Hocking began teaching as an instructor in comparative religion at Andover Theological Seminary. In 1906 he and his wife moved to the West Coast, where he joined the philosophy faculty at the University of California, Berkeley, under George Howson. In 1908 he was called to Yale, where he served as an assistant professor and published his first major work, The Meaning of God in Human Experience (1912).

In 1914 Hocking returned to Harvard, where he eventually became Alford Professor of Natural Religion, Moral Philosophy and Civil Polity. During World War I, in 1917 he was among the first American civil engineers to reach the front in France. In 1918 he was appointed as an inspector of "war issues" courses in army training camps. His experience led him to write his second book, about morale. Returning to Harvard after the war, Hocking made the rest of his career there.

In 1930-1932, he led the Commission of Appraisal, which studied the foreign mission work of six Protestant Christian denominations in India, Burma, China, and Japan. Protestant missionaries had been doing evangelical work in Asia since the nineteenth century, but several groups noted falling donations and nationalistic resistance, suggesting that changes might be needed.

The Commission's report, entitled Re-Thinking Missions: A Laymen's Inquiry After One Hundred Years (1932) and known as the "Hocking report," reflected changing ideas about the role of western missionaries in other cultures, and generated fierce debate. Commission members traveled to Asian cities to meet missionaries and local people. While in China, Hocking consulted with Pearl S. Buck, who was developing a similar critique of missions and who later threw her support behind the Commission's report. The Commission recommended a greater emphasis on education and welfare, transfer of power to local groups, less reliance on evangelizing, with respectful appreciation for local religions.

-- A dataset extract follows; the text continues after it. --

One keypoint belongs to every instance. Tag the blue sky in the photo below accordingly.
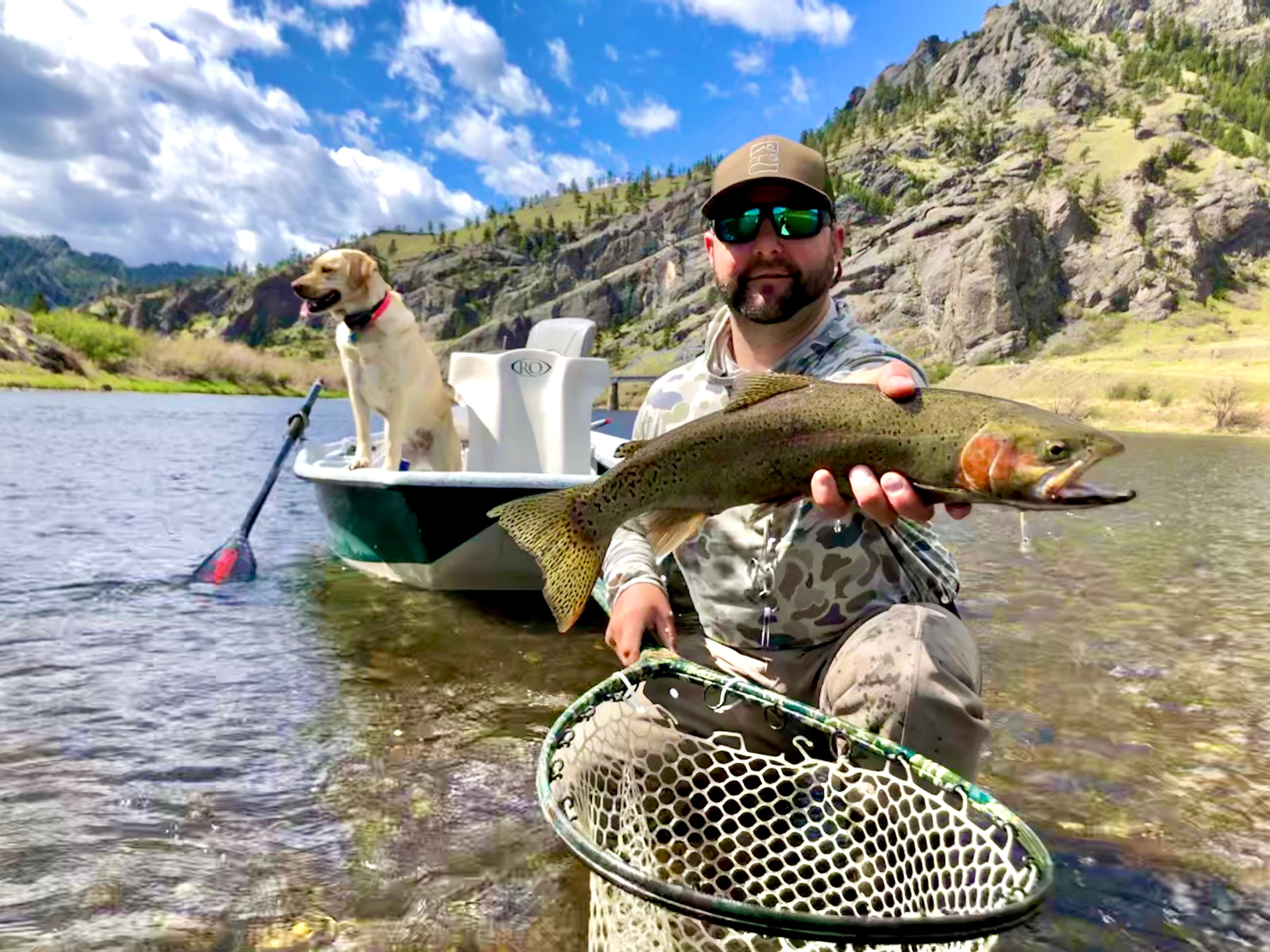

A recommended related goal was the transition of local leadership and institutions. The Commission also recommended reorganization in the US to coordinate and focus missionary efforts by creating a single organization for Protestant missions.

Influenced by his visit to China, Hocking published a characteristically open minded study of the twelfth-century Chinese philosopher Zhu Xi. He argued that Zhu Xi's thought was “scientific,” which not all European philosophers could claim, and therefore had something to teach westerners about democracy.

In 1936, Hocking was invited to give the Hibbert Lectures at Oxford and Cambridge universities in England. These reflected his thinking about the relation of Christianity to other world religions, as he had begun to support a universal religion. According to a review in TIME of the book containing his lectures, Hocking thought the important elements were

"a belief in obligation, in a source of things which is good, in some kind of permanence for what is real in selfhood, and in the human aspect of deity." He pins his hope more on the common people throughout the world than on the theologians, finds in them a "universal sense of the presence of God, and the intuition of the direction in which the will of God lies."